We balance rigorous theoretical and historical exploration with experimental performance practice. You will work with our internationally respected academic staff and attend lectures, workshops, and mentoring sessions with visiting artists throughout your studies, building your professional network in the process. In recent years our MA has hosted a wide range of high-profile artists, including Stacy Makishi, Peggy Shaw and Manuel Vason among others.
You will also see the latest in contemporary theatre, from warehouse raves to productions at international institutions like the Old Vic.
If you want to develop your experience in the cultural industries, the Department can offer you a placement at one of our partner organisations.
You will be an important part of academic life in the Department: our postgraduate students' work directly benefits from, and contributes to, our world-class scholarly and artistic reputation.
Structure
- Four assessed modules
- A 12,000-15,000-word dissertation or practice-based dissertation
DRA7011: Culture, Ethics, Politics
This module explores urgent socio-political and aesthetic issues in contemporary theatre and performance through a focus on material and cultural conditions of production and reception. Drawing on London’s rich performance resources but also looking globally, it examines what is urgent in contemporary theatre and performance and how theatre and performance scholarship can help us understand contemporary cultures and cultural debates. You will explore a range of issues related to, for example, decolonisation, ethics, bodies, gender, sexuality, finance, spaces, institutions, labour, feelings, and spectatorship. You will consider issues of social power, representation, and social change.
DRA7012: Body, Action, Documentation
This module explores approaches to making performance which centre on the politics of the body in performance. Through weekly workshops, the group will be introduced to a range of performance-making techniques, and will be encouraged to devise their own methodologies for creating performance languages. The module will draw on methodologies from live art and experimental performance, using improvisation, action and task-based performance, autobiographical approaches, and score making to develop creative and critical strategies for exploring bodies, identity, and politics.
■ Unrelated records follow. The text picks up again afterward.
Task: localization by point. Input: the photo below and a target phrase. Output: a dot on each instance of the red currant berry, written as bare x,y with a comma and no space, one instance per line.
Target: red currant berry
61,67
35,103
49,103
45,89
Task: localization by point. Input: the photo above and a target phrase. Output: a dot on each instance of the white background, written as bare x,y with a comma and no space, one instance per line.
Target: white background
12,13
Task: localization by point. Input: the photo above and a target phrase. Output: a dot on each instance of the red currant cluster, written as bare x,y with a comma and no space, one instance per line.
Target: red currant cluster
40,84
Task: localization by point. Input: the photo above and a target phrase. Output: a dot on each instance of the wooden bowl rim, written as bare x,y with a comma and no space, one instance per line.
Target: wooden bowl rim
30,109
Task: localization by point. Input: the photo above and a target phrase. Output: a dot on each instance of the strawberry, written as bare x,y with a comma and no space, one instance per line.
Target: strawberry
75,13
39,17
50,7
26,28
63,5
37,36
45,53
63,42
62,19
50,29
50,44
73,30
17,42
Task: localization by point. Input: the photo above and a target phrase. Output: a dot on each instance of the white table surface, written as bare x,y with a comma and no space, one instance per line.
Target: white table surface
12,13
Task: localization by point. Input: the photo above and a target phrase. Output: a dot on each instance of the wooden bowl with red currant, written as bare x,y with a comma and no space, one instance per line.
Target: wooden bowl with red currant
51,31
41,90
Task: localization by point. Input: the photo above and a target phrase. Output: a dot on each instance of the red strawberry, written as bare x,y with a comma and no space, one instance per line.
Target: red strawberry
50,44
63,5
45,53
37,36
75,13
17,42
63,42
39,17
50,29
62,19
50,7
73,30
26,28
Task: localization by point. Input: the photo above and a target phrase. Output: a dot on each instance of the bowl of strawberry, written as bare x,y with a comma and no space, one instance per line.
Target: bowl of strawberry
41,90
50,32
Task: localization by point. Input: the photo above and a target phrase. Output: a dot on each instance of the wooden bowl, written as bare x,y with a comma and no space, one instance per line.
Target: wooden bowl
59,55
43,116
DRA7013: Performance, Activism, Social Justice
This module explores how performance contributes to social justice, especially through activism. It examines: activist movements, such as Black Lives Matter, Extinction Rebellion, and activism for indigenous rights; activist practices and actions, spanning pacifism and violence, and including occupations, events like carnivals, and performances such as verbatim theatre; and intersecting theories of activism, social justice, and performance, such as Boal’s Poetics of the Oppressed, Judith Butler’s theory of assembly, and Christina Sharpe’s theory of the wake, drawing on wider literatures in, for example, critical race theory, environmental humanities, queer theory, law, and disability rights.
This module explores through practice the relation between text, self, and performance, in order to investigate critically the way performance may articulate individual experience, to invoke or confirm aspects of collective identity, and to complicate the assumed relations between performances and texts. Through weekly practical workshops and contextual research, you will explore forms, methodologies and topics including (for example): writing for solo performance, live art, verbatim and documentary theatre, improvisation, protest performance, and oral histories.